Failures of Empire & Economy

In the 17th and early 18th centuries, France was at height of its European power. The 'Sun King,' Louis XIV, had expanded French possessions eastward into Central Europe and huge swathes of North America, from Canada to Louisiana, were under French control. This empire and the wars which acquiring such expansive territory required, however, came with an enormous bill. When Louis XIV died in 1715, he left the French state wracked with massive debt. France's subsequent rulers, Louis XV and Louis XVI, not only had to contend with this state debt, but were forced to spend much of the 18th century maintaining an enormous standing military trying unsuccessfully to hang on to many of these possessions.
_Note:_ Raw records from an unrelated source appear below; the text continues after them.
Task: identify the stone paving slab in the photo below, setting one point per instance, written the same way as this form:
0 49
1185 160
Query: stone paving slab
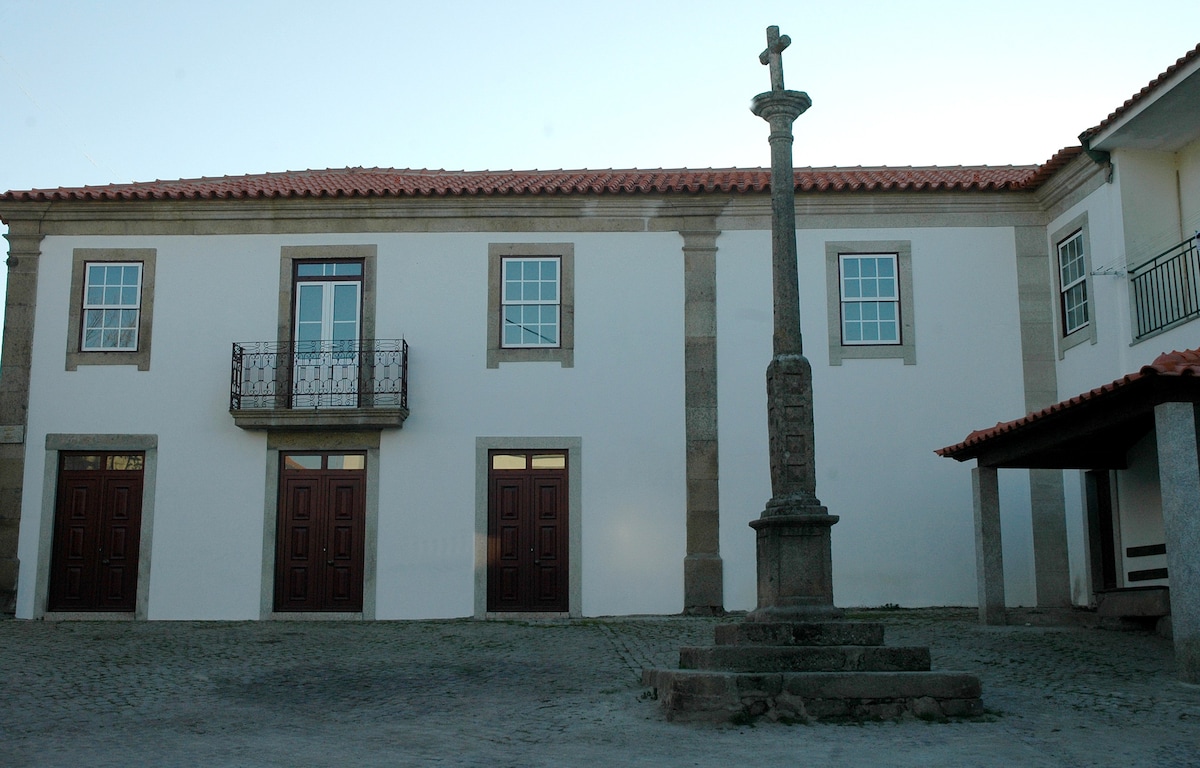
496 694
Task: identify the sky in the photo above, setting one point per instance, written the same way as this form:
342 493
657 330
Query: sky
96 93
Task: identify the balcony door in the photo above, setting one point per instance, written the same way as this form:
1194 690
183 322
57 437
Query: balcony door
325 366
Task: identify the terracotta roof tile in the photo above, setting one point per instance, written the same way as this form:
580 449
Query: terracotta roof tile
1153 85
1186 363
406 183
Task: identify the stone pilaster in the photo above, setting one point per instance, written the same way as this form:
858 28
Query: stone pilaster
1177 429
1051 561
703 580
24 249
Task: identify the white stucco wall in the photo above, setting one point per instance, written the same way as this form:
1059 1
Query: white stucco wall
623 400
906 531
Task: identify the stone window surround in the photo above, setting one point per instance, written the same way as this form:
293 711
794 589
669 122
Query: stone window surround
1087 333
563 354
79 259
573 447
57 443
907 347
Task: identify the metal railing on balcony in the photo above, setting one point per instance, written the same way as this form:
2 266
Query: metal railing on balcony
1167 288
371 373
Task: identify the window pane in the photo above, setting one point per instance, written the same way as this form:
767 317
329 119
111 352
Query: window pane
508 461
346 303
299 461
81 462
310 303
124 462
347 461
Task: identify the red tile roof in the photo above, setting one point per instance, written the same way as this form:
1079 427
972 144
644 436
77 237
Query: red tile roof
1186 363
403 183
1153 85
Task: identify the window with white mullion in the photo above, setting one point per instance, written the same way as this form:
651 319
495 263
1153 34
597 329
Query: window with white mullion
1073 283
870 299
531 301
112 304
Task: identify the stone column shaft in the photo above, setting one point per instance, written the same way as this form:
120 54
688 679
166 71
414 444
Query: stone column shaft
793 555
989 552
1177 427
702 569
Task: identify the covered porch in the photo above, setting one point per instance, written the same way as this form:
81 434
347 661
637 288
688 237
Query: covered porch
1101 432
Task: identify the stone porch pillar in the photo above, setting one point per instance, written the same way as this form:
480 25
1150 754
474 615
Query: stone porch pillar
1177 426
989 553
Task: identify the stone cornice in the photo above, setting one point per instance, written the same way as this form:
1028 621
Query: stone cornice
634 213
1077 180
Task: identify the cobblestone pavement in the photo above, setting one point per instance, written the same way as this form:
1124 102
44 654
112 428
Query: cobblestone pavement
499 694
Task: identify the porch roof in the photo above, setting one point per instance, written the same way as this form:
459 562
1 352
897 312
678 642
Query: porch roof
1090 431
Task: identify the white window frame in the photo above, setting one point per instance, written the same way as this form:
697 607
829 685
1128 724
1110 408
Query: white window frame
509 303
103 306
881 299
1072 286
905 346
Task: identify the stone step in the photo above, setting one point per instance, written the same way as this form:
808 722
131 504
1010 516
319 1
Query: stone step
801 634
808 696
805 658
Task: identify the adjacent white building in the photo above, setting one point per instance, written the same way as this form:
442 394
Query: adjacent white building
401 394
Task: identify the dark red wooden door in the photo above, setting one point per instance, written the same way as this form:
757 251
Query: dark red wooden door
319 551
527 552
97 528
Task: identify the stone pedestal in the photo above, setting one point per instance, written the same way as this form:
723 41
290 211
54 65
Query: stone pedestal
795 568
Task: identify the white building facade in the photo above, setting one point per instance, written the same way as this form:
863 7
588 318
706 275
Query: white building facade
387 395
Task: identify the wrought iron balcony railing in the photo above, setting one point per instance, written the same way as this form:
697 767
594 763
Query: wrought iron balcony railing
1167 288
322 375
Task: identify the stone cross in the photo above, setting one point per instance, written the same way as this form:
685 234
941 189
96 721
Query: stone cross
774 58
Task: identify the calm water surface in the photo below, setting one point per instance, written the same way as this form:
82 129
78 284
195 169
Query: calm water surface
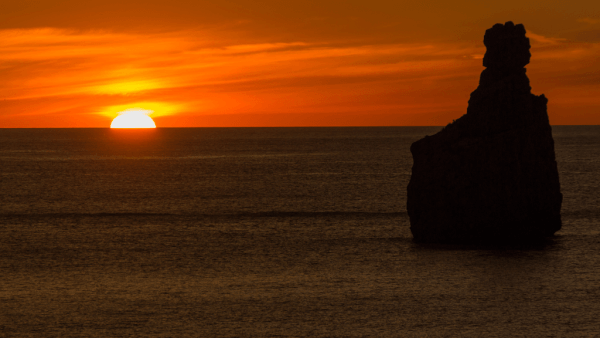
270 232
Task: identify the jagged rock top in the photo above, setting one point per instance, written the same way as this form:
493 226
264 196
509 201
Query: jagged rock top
507 47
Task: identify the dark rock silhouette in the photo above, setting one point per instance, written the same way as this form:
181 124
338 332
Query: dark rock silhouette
491 175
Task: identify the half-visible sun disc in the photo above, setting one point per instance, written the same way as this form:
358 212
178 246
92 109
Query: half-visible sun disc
133 119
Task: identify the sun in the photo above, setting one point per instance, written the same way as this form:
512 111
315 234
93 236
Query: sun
133 118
The Seven Years' War (known as the French and Indian War in North America) caused particular harm to the state's finances, as France participated in both European and North American theaters of the conflict and, in the end, merely lost huge amounts of territory as a result. Their subsequent participation in the successful American Revolution further drained money from the French state, while achieving little tangible results for France other than the humiliation of their chief Western European rival, Great Britain. While the French state was wracked in debt from the expenditures that came with war and empire, French fiscal restraint at court was nonexistent. Both Louis XV and Louis XVI operated the French court from thePalace of Versailles, an enormous and ostentatious palace located outside Paris and built by Louis XIV. For example, Louis XVI's wife, Marie Antoinette, had a yearly clothing allowance in the millions of dollars, despite France being unable to pay even the interest on the loans it had taken out to finance its empire.

The People

The money to pay for the spendthrift practices of France's rulers, both at home and abroad, had to be paid for by someone, and much of this money came from taxes. In 18th-century France, the nobility and the church were both exempt from taxation, which meant that nearly all tax money came from the incomes of the poorest - and most populous - portion of French society. To make matters worse, the French peasantry - who often owned only enough land to feed themselves and their families - were in the midst of a series of seasonal crop failures, and they could hardly afford to spare any money or resources to pay for the armies and lifestyles of their royalty. Indeed, a particularly acute crop failure took place in 1788 - an event most historians consider one of the touchstones of the ensuing popular uprising.